In the comprehensive study Navigating the Future of Transportation, researcher Farah Naz and Dr. Stephen P. Mattingly synthesize data from 26 empirical studies to quantify the “rebound effect” of automation. Their findings indicate a projected baseline increase of 6% in total VMT directly attributable to the adoption of SAE Level 4 and Level 5 systems. This rise is not merely a statistical anomaly but a fundamental shift in how humans perceive and utilize automotive travel when the burden of driving is removed.
The core driver of this VMT surge is the reduction in the value of travel time (VTT). Historically, the “cost” of a commute included the cognitive load and physical tedium of operating a vehicle. When a passenger can instead work, sleep, or consume media, the perceived cost of spending time in a car drops precipitously. The UTA research demonstrates that this leads to “induced demand”—a phenomenon where improved travel conditions encourage more frequent and longer trips.
For example, a worker who previously limited their commute to 30 minutes may now tolerate 60 minutes if that time is spent productively. This expansion of the “commuteshed” facilitates urban sprawl, pushing residential boundaries further from city centers and increasing the total mileage driven across the network.

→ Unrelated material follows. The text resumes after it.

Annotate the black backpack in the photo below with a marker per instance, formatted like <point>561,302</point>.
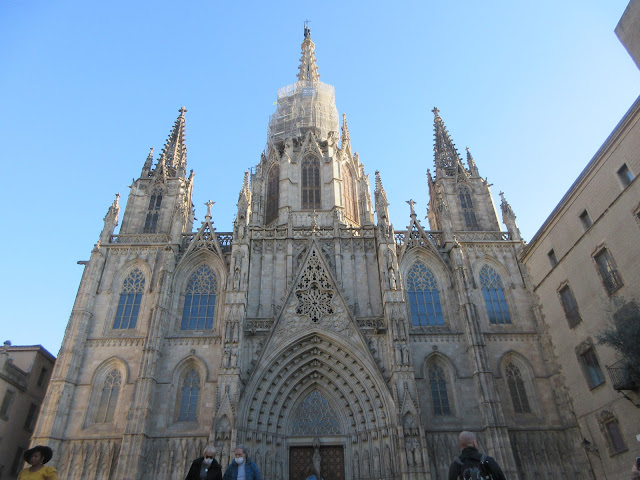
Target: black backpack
<point>472,469</point>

Beyond individual behavior changes, the operational realities of robotaxi fleets introduce significant technical inefficiencies. “Deadheading”—the practice of vehicles traveling without passengers to reach a pickup point, return to a hub, or find a charging station—is a primary contributor to road occupancy.
Data from late 2025 operations in the San Francisco Bay Area reveals that nearly half of all miles driven by leading autonomous fleets were empty miles. The UTA study warns that without stringent management, these zero-occupancy miles will compete for finite road space during peak hours, exacerbating the “iron law of congestion.” This principle dictates that any gains in traffic flow or road capacity are quickly offset by new drivers entering the system, eventually returning the network to a state of equilibrium—usually gridlock.
The socio-economic implications of this shift are equally concerning. The UTA research highlights a potential modal shift away from space-efficient transportation such as heavy rail, buses, and cycling. If the convenience and privacy of an AV become affordable, even at a 10% premium, transit agencies—which rely on high density to maintain efficient service—face a “death spiral” of declining ridership and reduced funding. This creates a widening gulf between affluent AV users, who can bypass the frustrations of traditional transit, and lower-income populations who remain dependent on a degraded public system. Furthermore, the resulting urban gridlock hampers regional economic productivity by narrowing labor pools; businesses lose access to specialized workers who are unwilling to navigate a paralyzed transit network.
To counter these systemic externalities, Naz and Mattingly argue that traditional infrastructure solutions, such as roadway widening, are functionally obsolete. Adding lanes in dense urban environments is financially prohibitive and environmentally damaging, and it ultimately fails to address the root cause of induced demand.
Instead, the research advocates for a policy-driven approach centered on road pricing and dynamic congestion fees. By internalizing the costs of deadheading and peak-hour usage, municipal regulators can force AV operators to optimize their fleets for efficiency rather than just availability. Implementing higher fees for zero-occupancy miles would incentivize companies to utilize “virtual stands” or staged parking rather than continuous cruising, thereby preserving road capacity for high-occupancy vehicles and essential services.
The UTA study also explores the role of shared automated vehicles (SAVs) as a potential balancing force. While private AV ownership is predicted to cause the highest spike in VMT, a shift toward shared, right-sized autonomous fleets could theoretically mitigate some of the damage. However, the researchers emphasize that “sharing” must go beyond the vehicle itself to include “ride-sharing” (pooling multiple passengers in one trip) to achieve a net reduction in congestion. Without such pooling, a fleet of individual robotaxis simply replaces private cars with higher-utilization vehicles that drive more miles per day. The study concludes that the “wisest time to enact such reforms is now,” before the infrastructure becomes inextricably committed to an autonomous-first model that the environment and economy cannot sustain.
If the industry prioritizes user convenience over network efficiency, the promised “utopia” of silent, flowing robotaxis may instead manifest as a permanent, high-tech traffic jam.